From the Director - What is religion for?

A number of years ago I heard a psychiatrist comment that many of his patients only came once and then dropped off. His explanation was that when people came to see him, they expected to feel better with the first session. Instead, by opening up the problem initially it became worse, more painful. Then a year or so ago I read a similar comment about religion. “With religion the truth will save and heal you first, the comfort comes later.”

I suspect that many of us are a little childish with God and religion. We expect God to be easy and comforting and religion to remove all our doubts, worries and suffering.

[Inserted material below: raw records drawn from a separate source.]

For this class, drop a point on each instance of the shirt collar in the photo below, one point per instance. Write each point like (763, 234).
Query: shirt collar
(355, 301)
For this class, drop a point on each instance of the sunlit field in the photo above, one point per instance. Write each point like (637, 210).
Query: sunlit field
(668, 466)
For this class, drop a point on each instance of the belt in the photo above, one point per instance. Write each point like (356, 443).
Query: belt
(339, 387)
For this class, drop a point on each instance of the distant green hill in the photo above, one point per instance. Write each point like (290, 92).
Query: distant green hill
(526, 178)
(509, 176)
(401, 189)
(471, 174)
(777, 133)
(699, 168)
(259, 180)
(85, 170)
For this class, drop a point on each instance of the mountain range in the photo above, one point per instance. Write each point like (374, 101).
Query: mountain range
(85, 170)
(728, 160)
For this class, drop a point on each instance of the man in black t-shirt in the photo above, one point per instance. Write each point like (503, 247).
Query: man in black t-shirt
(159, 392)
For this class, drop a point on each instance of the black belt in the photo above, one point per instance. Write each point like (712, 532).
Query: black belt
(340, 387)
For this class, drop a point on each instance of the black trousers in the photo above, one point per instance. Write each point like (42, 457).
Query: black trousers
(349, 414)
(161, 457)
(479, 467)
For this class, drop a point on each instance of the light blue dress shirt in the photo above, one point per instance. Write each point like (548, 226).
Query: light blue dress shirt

The great sin of the Old Testament was idolatry, to make a God after our own image, our own needs. We imagine God as a bigger and more powerful version of ourselves and use him to reinforce and support our own ideas, loves and hatreds. But such a comfortable God is not big enough to challenge or satisfy us especially when confronted by major questions like suffering, evil and death.

The history of religion shows the danger of thinking we know who God is. Ultimately God is mystery and the most appropriate reaction before God is silence. The US theologian, David Tracey, made the telling point that our obsession with doctrine has drowned out silence before mystery. For him, theology is judged not by the answers it gives but by the questions it asks.

As a missionary, I have learnt to be interested in religion. We missionaries go to peoples of other cultures and religions and proclaim our religion but without any understanding of what religion is. What role does it play in people’s lives, what types of religion are there? So in the last couple of years I have been reading Karen Armstrong, a founder of the Charter of Compassion and a leading author on the history of religion, fundamentalism and dialogue.

In the Epilogue of her The Case For God she explains, “Religion’s task, closely allied to that of art, was to help us to live creatively, peacefully, and even joyously with realties for which there were no easy explanations and problems we could not solve: mortality, pain, grief, despair, and outrage at the injustice and cruelty of life.” Over the centuries people of all religions have found in living as selflessly and compassionately as possible, not concrete, certain answers but a silence and transcendence that helps them bear with suffering with serenity and courage. Religion does not take away the pain and the questions. It enables us to face them. 

For us Christians, Jesus is the revelation of who God is but we will never grasp “the length, depth and breadth of Christ”. We may know him personally but still have to admit that we cannot fully grasp who God is and that our Scriptures are as baffling and disturbing as they are comforting. This isn’t always an easy place to be but at least it is preferable to the fundamentalist position of knowing precisely who God is and therefore being harshly virtuous and disdainful of the ungodly. Religion may hurt at times but it is adult and healthy.